A Polícia Civil do Rio Grande do Sul lançou um novo protocolo de atendimento para otimizar as buscas por pessoas desaparecidas, especialmente aquelas pertencentes a grupos vulneráveis. A iniciativa, que inclui crianças, adolescentes, idosos, mulheres em situação de violência e pessoas com deficiências, padroniza a atuação das delegacias em todo o estado.
Atualmente, o estado registra 154 casos de desaparecimento em aberto. Desde o início de 2023, foram contabilizados 1.649 casos, com 1.495 pessoas localizadas, o que representa uma taxa de sucesso de 90,7% nas investigações. A maior parte dos desaparecimentos ocorre entre jovens de 12 a 17 anos e crianças menores de 12 anos.
Classificação de risco e diretrizes mínimas
Antes da implementação do novo protocolo, as investigações eram conduzidas de acordo com a experiência local de cada delegacia. Agora, a polícia adotará uma classificação de risco por cores que determina a urgência das ações.

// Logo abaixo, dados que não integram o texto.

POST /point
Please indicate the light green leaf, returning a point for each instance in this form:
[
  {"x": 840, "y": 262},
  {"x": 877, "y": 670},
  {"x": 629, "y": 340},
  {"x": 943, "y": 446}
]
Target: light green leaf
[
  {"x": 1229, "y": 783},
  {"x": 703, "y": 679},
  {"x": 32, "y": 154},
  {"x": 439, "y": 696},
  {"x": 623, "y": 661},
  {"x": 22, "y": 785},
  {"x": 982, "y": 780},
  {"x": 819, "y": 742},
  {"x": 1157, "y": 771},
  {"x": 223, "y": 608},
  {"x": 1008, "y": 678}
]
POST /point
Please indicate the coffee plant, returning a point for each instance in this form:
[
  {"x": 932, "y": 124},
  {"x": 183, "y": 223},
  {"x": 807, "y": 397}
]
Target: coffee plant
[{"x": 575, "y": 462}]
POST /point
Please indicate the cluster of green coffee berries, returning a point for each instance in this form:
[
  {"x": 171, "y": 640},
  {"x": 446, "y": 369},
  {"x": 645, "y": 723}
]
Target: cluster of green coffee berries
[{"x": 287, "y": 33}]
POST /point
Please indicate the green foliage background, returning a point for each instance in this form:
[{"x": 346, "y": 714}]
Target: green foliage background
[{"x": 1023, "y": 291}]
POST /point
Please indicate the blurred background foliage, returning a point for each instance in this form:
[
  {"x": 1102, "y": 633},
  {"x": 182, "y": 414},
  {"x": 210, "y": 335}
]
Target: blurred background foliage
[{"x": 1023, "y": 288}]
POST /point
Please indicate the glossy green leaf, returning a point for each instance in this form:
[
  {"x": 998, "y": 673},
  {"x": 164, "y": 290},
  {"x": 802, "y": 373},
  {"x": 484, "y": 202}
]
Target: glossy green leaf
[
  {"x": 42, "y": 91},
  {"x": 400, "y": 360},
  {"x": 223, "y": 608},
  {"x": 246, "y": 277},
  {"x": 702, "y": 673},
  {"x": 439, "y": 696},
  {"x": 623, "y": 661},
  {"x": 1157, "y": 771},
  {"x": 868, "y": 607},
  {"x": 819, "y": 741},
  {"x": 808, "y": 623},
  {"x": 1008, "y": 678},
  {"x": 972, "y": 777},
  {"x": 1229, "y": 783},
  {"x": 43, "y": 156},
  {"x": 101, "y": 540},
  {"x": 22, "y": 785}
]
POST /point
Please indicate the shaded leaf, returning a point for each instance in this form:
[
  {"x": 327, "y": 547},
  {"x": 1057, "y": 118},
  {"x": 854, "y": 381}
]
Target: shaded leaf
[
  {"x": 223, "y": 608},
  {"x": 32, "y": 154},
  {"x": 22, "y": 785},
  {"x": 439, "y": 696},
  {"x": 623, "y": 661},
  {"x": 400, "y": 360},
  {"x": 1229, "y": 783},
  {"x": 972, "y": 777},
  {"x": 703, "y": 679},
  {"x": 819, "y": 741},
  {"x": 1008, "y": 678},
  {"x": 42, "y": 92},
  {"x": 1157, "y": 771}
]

Segundo a delegada Marina Dillenburg, diretora da Divisão de Inteligência Policial e Análise Criminal do Departamento Estadual de Proteção a Grupos Vulneráveis (DPGV), “uma criança menor de 12 anos tem classificação máxima”, exigindo prioridade nas buscas.
O protocolo estabelece diretrizes de atuação divididas por períodos de tempo: nas primeiras 2 horas, 6 horas e 24 horas após o desaparecimento. Nas duas primeiras horas, a unidade policial responsável deve registrar o caso imediatamente, coletar uma fotografia recente da pessoa desaparecida e entrevistar familiares. Além disso, deve verificar os últimos locais frequentados e consultar hospitais e instituições de acolhimento. O grau de risco é avaliado e a divisão de inteligência é notificada.

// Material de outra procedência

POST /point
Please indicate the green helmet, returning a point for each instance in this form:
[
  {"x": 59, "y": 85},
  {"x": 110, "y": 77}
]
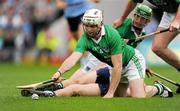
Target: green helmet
[{"x": 144, "y": 11}]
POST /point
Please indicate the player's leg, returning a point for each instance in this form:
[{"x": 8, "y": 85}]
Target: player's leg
[
  {"x": 135, "y": 74},
  {"x": 158, "y": 89},
  {"x": 79, "y": 89},
  {"x": 81, "y": 76},
  {"x": 161, "y": 42},
  {"x": 74, "y": 25},
  {"x": 122, "y": 90}
]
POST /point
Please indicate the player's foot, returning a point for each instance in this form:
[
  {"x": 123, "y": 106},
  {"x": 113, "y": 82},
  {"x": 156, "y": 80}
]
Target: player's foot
[
  {"x": 163, "y": 90},
  {"x": 46, "y": 93},
  {"x": 49, "y": 93}
]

Após seis horas, a equipe realiza levantamentos de endereços e pesquisas em bancos de dados, além de analisar redes sociais e investigar possíveis conflitos familiares ou situações de violência. Em até 24 horas, são realizadas diligências presenciais em locais onde a pessoa pode estar, com busca por imagens de sistemas de monitoramento e contato com instituições que possam auxiliar na localização.
Importância da notificação imediata
A Polícia Civil enfatiza que é um mito a necessidade de aguardar 24 horas para registrar uma ocorrência de desaparecimento. A notificação deve ser feita imediatamente. Dillenburg afirma que “qualquer sinal diferente na rotina da pessoa deve ser reportado às autoridades o quanto antes, pois isso aumenta as chances de localização”.
A delegada recomenda que as famílias forneçam o máximo de informações logo nas primeiras horas, incluindo detalhes sobre a rotina, locais frequentados e fotos recentes. “Quanto mais a família ajudar, mais fácil será para nós realizarmos o nosso trabalho”, conclui.
Classificação dos casos de desaparecimento
O novo protocolo também introduz uma classificação de risco para os casos de desaparecimento:
- Vermelho (Risco Crítico): Crianças menores de 12 anos, pessoas com Alzheimer ou demência, risco de suicídio, suspeita de sequestro e violência doméstica recente.
- Laranja (Alto Risco): Adolescentes, idosos, pessoas com deficiência e indícios de exploração sexual.
- Amarelo (Risco Moderado): Ausência de fatores agravantes.